Leslie Berestein Rojas/KPCC
Maria de Jesus Lopez, co-owner of of the Guelaguetza restaurant in Los Angeles' Koreatown, grinds spices to prepare one her Oaxacan-style turkeys for a Thanksgiving dinner order. November 20, 2012
Perhaps more than any other day of the year, Thanksgiving as celebrated by immigrants and their families shines a bright light on their assimilation process. On this most American of holidays, part of that process involves what to eat.
Take the turkey. Please don't take this as a slight against the traditional holiday bird, but those of us from other countries don't all love it. At least not as it's prepared - very simply, let's say - on Thanksgiving. If you come from a part of the world in which turkey is not a staple - or for that matter, if you do, but your native cuisine is more savory - the standard butter-basted bird is just, well, kind of uninteresting.
Some families forego the turkey for other traditional holiday foods - tamales, roast pork, kebab, duck, you name it. There are inter-generational battles, with the second and third generations pushing for turkey while the elders would prefer something else. And this is when cross-cultural creativity kicks in, as in "hmm, I’ve got this big, bland-tasting bird to cook. How can I spice it up?"
That's prompted restaurants and delis in some of Los Angeles' immigrant enclaves to come up with something delicious and truly American: a Thanksgiving turkey dinner adapted to the tastes of their own cultures. For example, customers can order a Mexican Oaxacan-style turkey dinner with all the fixings (don't count on gravy, there's chocolatey black mole instead), or a crispy-skinned Chinese-style turkey prepared in a manner similar to Chinese roasted duck.

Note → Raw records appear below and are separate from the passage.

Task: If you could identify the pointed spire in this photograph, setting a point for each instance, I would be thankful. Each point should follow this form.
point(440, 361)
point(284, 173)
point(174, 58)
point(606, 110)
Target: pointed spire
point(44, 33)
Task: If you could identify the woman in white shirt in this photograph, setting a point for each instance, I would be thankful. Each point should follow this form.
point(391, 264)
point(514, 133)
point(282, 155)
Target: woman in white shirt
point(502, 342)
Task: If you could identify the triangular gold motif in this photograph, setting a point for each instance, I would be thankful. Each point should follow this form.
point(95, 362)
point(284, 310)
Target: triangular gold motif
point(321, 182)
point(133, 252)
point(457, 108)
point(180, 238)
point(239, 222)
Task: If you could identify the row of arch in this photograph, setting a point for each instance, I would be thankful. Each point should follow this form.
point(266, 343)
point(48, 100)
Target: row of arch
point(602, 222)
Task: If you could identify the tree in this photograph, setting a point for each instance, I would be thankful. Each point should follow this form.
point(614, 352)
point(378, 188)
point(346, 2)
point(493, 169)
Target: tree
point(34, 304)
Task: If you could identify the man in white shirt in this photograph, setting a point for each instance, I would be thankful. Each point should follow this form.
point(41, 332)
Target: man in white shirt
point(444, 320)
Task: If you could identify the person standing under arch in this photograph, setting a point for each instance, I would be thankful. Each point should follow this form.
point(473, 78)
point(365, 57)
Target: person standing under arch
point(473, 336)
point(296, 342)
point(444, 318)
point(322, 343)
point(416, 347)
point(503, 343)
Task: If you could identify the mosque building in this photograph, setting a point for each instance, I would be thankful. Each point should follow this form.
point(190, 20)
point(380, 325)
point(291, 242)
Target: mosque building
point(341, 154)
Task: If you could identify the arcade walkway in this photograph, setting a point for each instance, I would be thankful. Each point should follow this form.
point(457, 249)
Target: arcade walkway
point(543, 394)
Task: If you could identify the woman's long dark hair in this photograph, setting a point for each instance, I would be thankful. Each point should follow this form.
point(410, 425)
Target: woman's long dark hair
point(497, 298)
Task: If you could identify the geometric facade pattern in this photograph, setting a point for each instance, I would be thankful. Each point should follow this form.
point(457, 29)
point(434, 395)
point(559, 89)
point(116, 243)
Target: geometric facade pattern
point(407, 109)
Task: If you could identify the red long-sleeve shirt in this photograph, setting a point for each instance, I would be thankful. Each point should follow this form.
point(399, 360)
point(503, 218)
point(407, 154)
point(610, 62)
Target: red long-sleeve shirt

I visited a couple of these places this week and learned a bit of what goes into these delectable birds, who eats them, and how these recipes came to be. Listen to the audio at left for the details, or to yesterday's segment on KPCC's Take Two.
Of course, some of the most creative cross-cultural cooking will happen in family kitchens all over the Southland, where generations and tastes will collide and the results, with any luck, will be delicious.